Mais, pour celles et ceux qui le peuvent, il faut recommander la lecture de l’original en allemand : ils découvriront une langue splendide, simple, élégante, musicale, celle de Michael Wieck.
« Une adolescence sous Hitler et Staline »…on entend déjà le commentaire et la critique : « encore un livre sur la seconde guerre mondiale ! »
Et pourtant…Permettez-moi de revenir sur un moment d’histoire. Lorsqu’à la fin de l’automne 1944, les Allemands reprennent pour quelques semaines les confins de Prusse-Orientale où vient de pénétrer l’armée rouge, ils découvrent les scènes atroces de massacres de masse, les viols systématiques. Ces images sont revenues en mars/avril 2022, dans les banlieues résidentielles de Kiev. Or, la grande différence entre les scènes de ces crimes, c’est que l’Ukraine n’a, à la différence du Reich hitlérien, jamais porté de projet de domination de la Russie, qu’elle ne l’a pas envahie et qu’elle ne nourrit aucun projet impérial au-delà de ses frontières. 1944-2022, 78 ans : le temps pour l’Europe de se reconstruire, de se construire politiquement, d’abord à l’ouest puis au centre et à l’est.

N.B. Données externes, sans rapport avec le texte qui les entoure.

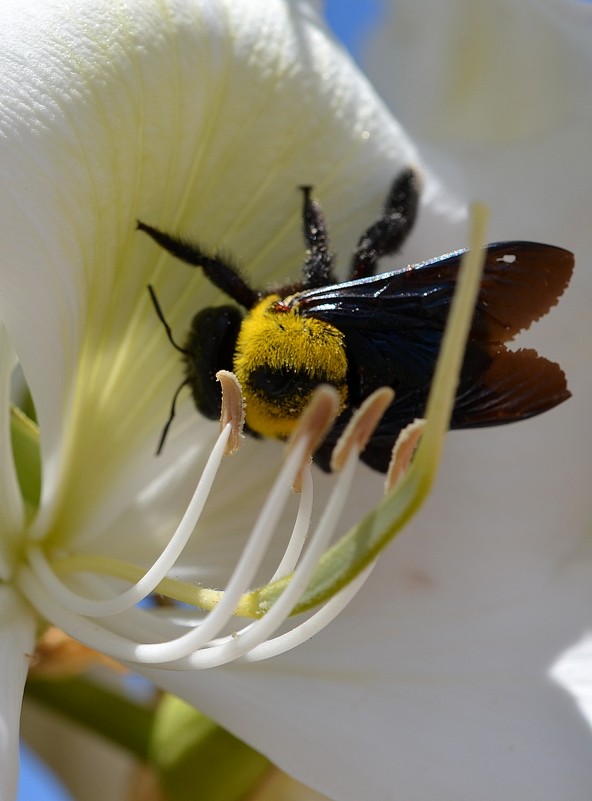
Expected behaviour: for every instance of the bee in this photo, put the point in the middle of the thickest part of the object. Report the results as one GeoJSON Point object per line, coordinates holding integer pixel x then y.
{"type": "Point", "coordinates": [370, 331]}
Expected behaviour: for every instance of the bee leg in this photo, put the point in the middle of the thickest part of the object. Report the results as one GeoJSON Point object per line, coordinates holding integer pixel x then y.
{"type": "Point", "coordinates": [391, 229]}
{"type": "Point", "coordinates": [317, 269]}
{"type": "Point", "coordinates": [221, 272]}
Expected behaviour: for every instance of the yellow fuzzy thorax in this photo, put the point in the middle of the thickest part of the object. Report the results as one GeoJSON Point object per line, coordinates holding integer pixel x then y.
{"type": "Point", "coordinates": [280, 358]}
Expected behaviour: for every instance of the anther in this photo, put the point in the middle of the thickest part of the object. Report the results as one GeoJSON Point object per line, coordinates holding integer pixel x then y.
{"type": "Point", "coordinates": [361, 426]}
{"type": "Point", "coordinates": [315, 422]}
{"type": "Point", "coordinates": [233, 409]}
{"type": "Point", "coordinates": [403, 451]}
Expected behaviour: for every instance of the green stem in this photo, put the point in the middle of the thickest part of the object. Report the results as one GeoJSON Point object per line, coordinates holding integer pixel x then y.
{"type": "Point", "coordinates": [119, 720]}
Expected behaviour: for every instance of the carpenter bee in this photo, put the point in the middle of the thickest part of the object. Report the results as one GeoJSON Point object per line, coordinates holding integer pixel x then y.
{"type": "Point", "coordinates": [371, 331]}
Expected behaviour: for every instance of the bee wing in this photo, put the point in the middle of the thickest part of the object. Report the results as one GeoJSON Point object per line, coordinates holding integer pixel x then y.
{"type": "Point", "coordinates": [393, 325]}
{"type": "Point", "coordinates": [514, 385]}
{"type": "Point", "coordinates": [521, 282]}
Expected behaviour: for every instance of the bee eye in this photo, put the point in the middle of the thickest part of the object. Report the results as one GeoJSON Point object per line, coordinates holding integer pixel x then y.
{"type": "Point", "coordinates": [278, 383]}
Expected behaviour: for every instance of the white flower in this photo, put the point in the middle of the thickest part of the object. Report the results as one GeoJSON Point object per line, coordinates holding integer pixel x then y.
{"type": "Point", "coordinates": [203, 118]}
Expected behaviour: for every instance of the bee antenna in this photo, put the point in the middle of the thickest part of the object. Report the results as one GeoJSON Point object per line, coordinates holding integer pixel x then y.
{"type": "Point", "coordinates": [172, 414]}
{"type": "Point", "coordinates": [162, 319]}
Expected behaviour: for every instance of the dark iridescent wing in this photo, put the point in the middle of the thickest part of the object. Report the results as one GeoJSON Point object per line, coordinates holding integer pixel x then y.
{"type": "Point", "coordinates": [521, 282]}
{"type": "Point", "coordinates": [393, 325]}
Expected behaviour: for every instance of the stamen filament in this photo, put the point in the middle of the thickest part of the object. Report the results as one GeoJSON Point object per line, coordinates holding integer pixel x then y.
{"type": "Point", "coordinates": [157, 572]}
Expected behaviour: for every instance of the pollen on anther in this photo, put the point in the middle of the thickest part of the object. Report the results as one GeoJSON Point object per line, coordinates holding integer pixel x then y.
{"type": "Point", "coordinates": [315, 422]}
{"type": "Point", "coordinates": [361, 426]}
{"type": "Point", "coordinates": [403, 451]}
{"type": "Point", "coordinates": [233, 409]}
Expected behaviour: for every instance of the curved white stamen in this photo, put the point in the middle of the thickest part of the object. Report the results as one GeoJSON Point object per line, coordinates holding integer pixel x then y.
{"type": "Point", "coordinates": [312, 625]}
{"type": "Point", "coordinates": [174, 650]}
{"type": "Point", "coordinates": [300, 530]}
{"type": "Point", "coordinates": [256, 633]}
{"type": "Point", "coordinates": [147, 584]}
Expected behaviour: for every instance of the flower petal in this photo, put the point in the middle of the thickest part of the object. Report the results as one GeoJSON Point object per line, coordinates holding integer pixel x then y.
{"type": "Point", "coordinates": [189, 117]}
{"type": "Point", "coordinates": [414, 688]}
{"type": "Point", "coordinates": [17, 634]}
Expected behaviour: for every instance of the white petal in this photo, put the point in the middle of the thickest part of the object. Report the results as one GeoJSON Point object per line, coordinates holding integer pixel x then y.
{"type": "Point", "coordinates": [197, 118]}
{"type": "Point", "coordinates": [17, 635]}
{"type": "Point", "coordinates": [11, 503]}
{"type": "Point", "coordinates": [421, 687]}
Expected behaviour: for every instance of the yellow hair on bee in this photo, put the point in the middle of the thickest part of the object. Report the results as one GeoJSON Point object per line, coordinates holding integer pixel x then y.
{"type": "Point", "coordinates": [280, 358]}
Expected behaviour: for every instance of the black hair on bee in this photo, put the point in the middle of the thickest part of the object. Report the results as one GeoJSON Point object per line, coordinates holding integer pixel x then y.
{"type": "Point", "coordinates": [371, 331]}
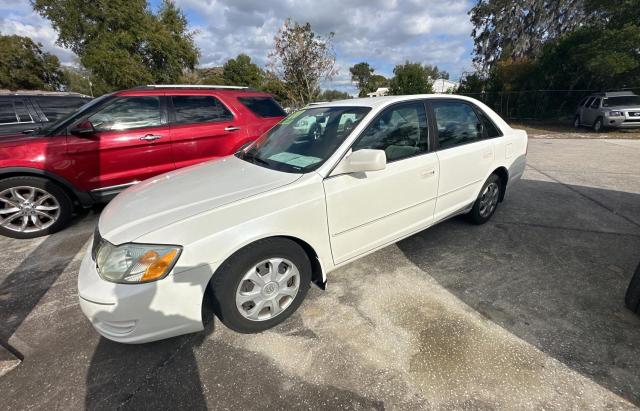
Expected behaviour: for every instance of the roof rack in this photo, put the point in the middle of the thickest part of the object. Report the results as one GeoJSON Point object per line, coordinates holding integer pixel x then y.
{"type": "Point", "coordinates": [195, 86]}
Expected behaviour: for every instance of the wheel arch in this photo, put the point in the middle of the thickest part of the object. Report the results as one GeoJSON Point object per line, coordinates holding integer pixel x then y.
{"type": "Point", "coordinates": [84, 199]}
{"type": "Point", "coordinates": [503, 174]}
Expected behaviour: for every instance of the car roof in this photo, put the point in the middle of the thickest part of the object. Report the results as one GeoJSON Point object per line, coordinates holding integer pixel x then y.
{"type": "Point", "coordinates": [41, 93]}
{"type": "Point", "coordinates": [376, 102]}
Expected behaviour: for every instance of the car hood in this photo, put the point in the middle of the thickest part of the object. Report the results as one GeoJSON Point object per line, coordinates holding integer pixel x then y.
{"type": "Point", "coordinates": [8, 140]}
{"type": "Point", "coordinates": [171, 197]}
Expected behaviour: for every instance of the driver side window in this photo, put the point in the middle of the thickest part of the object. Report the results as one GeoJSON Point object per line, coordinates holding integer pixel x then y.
{"type": "Point", "coordinates": [457, 123]}
{"type": "Point", "coordinates": [128, 113]}
{"type": "Point", "coordinates": [401, 131]}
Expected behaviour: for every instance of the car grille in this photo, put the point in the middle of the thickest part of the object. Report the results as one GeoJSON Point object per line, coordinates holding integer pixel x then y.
{"type": "Point", "coordinates": [97, 243]}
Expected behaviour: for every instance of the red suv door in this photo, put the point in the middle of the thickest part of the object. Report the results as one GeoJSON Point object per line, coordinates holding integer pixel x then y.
{"type": "Point", "coordinates": [130, 142]}
{"type": "Point", "coordinates": [202, 128]}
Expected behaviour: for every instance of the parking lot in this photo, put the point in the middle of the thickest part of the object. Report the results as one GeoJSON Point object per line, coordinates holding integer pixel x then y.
{"type": "Point", "coordinates": [524, 312]}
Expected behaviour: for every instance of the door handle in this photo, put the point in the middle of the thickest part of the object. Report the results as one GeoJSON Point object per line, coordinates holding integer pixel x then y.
{"type": "Point", "coordinates": [151, 137]}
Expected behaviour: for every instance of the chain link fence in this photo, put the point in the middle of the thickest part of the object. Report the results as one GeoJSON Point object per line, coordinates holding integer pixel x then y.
{"type": "Point", "coordinates": [536, 105]}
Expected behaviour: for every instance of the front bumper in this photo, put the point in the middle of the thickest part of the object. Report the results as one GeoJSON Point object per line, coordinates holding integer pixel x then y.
{"type": "Point", "coordinates": [139, 313]}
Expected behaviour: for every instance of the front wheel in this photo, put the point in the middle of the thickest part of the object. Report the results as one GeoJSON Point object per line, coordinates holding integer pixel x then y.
{"type": "Point", "coordinates": [487, 201]}
{"type": "Point", "coordinates": [261, 285]}
{"type": "Point", "coordinates": [32, 207]}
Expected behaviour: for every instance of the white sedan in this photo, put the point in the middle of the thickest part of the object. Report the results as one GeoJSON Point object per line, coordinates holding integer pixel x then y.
{"type": "Point", "coordinates": [256, 228]}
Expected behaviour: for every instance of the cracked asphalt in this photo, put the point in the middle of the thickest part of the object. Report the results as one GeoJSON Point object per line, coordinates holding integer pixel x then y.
{"type": "Point", "coordinates": [524, 312]}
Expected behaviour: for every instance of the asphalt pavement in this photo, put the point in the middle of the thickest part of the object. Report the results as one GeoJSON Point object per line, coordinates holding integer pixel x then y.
{"type": "Point", "coordinates": [524, 312]}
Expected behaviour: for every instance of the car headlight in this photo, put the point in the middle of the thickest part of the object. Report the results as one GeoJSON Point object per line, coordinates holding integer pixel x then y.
{"type": "Point", "coordinates": [135, 263]}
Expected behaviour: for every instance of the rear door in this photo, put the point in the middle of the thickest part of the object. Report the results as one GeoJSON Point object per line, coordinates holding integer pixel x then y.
{"type": "Point", "coordinates": [131, 143]}
{"type": "Point", "coordinates": [466, 156]}
{"type": "Point", "coordinates": [202, 128]}
{"type": "Point", "coordinates": [369, 210]}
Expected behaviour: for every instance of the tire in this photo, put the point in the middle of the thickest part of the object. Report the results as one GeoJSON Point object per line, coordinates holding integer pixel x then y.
{"type": "Point", "coordinates": [597, 125]}
{"type": "Point", "coordinates": [236, 297]}
{"type": "Point", "coordinates": [576, 122]}
{"type": "Point", "coordinates": [632, 297]}
{"type": "Point", "coordinates": [491, 191]}
{"type": "Point", "coordinates": [47, 198]}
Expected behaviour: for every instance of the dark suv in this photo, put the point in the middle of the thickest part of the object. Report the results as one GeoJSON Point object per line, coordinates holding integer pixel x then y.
{"type": "Point", "coordinates": [118, 140]}
{"type": "Point", "coordinates": [30, 110]}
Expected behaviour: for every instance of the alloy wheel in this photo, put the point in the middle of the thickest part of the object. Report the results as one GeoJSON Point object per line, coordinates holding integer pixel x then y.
{"type": "Point", "coordinates": [267, 289]}
{"type": "Point", "coordinates": [489, 199]}
{"type": "Point", "coordinates": [27, 209]}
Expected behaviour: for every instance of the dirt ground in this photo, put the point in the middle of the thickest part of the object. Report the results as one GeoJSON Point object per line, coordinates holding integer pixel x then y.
{"type": "Point", "coordinates": [564, 129]}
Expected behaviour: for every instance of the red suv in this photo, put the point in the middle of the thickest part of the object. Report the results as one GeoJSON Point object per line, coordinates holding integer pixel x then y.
{"type": "Point", "coordinates": [116, 141]}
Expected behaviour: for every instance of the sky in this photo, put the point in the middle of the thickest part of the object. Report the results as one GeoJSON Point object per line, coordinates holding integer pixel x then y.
{"type": "Point", "coordinates": [381, 32]}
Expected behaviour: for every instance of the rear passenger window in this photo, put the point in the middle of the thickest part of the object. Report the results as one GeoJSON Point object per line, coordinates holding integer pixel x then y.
{"type": "Point", "coordinates": [199, 109]}
{"type": "Point", "coordinates": [401, 131]}
{"type": "Point", "coordinates": [21, 112]}
{"type": "Point", "coordinates": [263, 106]}
{"type": "Point", "coordinates": [54, 108]}
{"type": "Point", "coordinates": [490, 128]}
{"type": "Point", "coordinates": [457, 123]}
{"type": "Point", "coordinates": [7, 113]}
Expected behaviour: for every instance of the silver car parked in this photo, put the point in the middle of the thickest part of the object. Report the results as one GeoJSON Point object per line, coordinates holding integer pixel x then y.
{"type": "Point", "coordinates": [620, 109]}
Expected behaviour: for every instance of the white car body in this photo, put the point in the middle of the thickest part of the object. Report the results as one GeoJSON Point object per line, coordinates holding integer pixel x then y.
{"type": "Point", "coordinates": [216, 208]}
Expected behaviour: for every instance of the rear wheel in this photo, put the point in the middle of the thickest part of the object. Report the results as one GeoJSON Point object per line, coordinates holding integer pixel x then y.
{"type": "Point", "coordinates": [32, 207]}
{"type": "Point", "coordinates": [261, 285]}
{"type": "Point", "coordinates": [487, 201]}
{"type": "Point", "coordinates": [598, 125]}
{"type": "Point", "coordinates": [576, 121]}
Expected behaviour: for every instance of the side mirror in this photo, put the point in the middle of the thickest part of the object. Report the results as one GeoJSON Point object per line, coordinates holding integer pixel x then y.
{"type": "Point", "coordinates": [361, 161]}
{"type": "Point", "coordinates": [84, 128]}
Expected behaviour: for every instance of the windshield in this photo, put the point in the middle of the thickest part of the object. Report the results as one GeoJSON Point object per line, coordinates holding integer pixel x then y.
{"type": "Point", "coordinates": [621, 101]}
{"type": "Point", "coordinates": [304, 140]}
{"type": "Point", "coordinates": [52, 128]}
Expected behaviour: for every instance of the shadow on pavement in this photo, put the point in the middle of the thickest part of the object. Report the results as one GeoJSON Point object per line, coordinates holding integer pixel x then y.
{"type": "Point", "coordinates": [553, 276]}
{"type": "Point", "coordinates": [124, 376]}
{"type": "Point", "coordinates": [23, 288]}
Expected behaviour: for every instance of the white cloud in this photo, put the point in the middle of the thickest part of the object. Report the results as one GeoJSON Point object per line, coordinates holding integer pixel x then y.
{"type": "Point", "coordinates": [382, 32]}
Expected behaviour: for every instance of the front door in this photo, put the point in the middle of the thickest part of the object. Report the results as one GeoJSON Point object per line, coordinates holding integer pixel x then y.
{"type": "Point", "coordinates": [131, 143]}
{"type": "Point", "coordinates": [369, 210]}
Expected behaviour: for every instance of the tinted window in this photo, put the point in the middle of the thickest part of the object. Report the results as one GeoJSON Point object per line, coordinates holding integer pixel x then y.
{"type": "Point", "coordinates": [457, 123]}
{"type": "Point", "coordinates": [489, 127]}
{"type": "Point", "coordinates": [7, 113]}
{"type": "Point", "coordinates": [54, 108]}
{"type": "Point", "coordinates": [263, 106]}
{"type": "Point", "coordinates": [128, 112]}
{"type": "Point", "coordinates": [400, 131]}
{"type": "Point", "coordinates": [22, 112]}
{"type": "Point", "coordinates": [199, 109]}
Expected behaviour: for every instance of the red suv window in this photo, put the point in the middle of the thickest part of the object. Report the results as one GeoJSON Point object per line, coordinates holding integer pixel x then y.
{"type": "Point", "coordinates": [199, 109]}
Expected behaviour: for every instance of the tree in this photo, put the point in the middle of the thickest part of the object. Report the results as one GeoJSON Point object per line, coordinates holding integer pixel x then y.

Nous tenions tout ceci pour acquis. L’agression russe contre l’Ukraine nous prouve que tel n’est pas le cas.
Ce livre tombe donc à point. Il est essentiel pour au moins trois raisons :
- C’est un livre qui réconcilie nos mémoires, en pointant les deux catastrophes du XXe siècle, le nazisme hitlérien et le stalinisme soviétique. Cette réconciliation de la mémoire s’opère au fil des pages, tout naturellement. Wieck n’oppose rien, ne compare rien. Il témoigne de la barbarie. Et ce témoignage amène à un double rejet, celui de l’hitlérisme, et celui du stalinisme. Ce double rejet est fondamental. C’est lui qui fonde l’unité européenne, plus particulièrement depuis 2005, depuis que les pays qui ont eu à souffrir également des deux totalitarismes ont rejoint l’Union européenne.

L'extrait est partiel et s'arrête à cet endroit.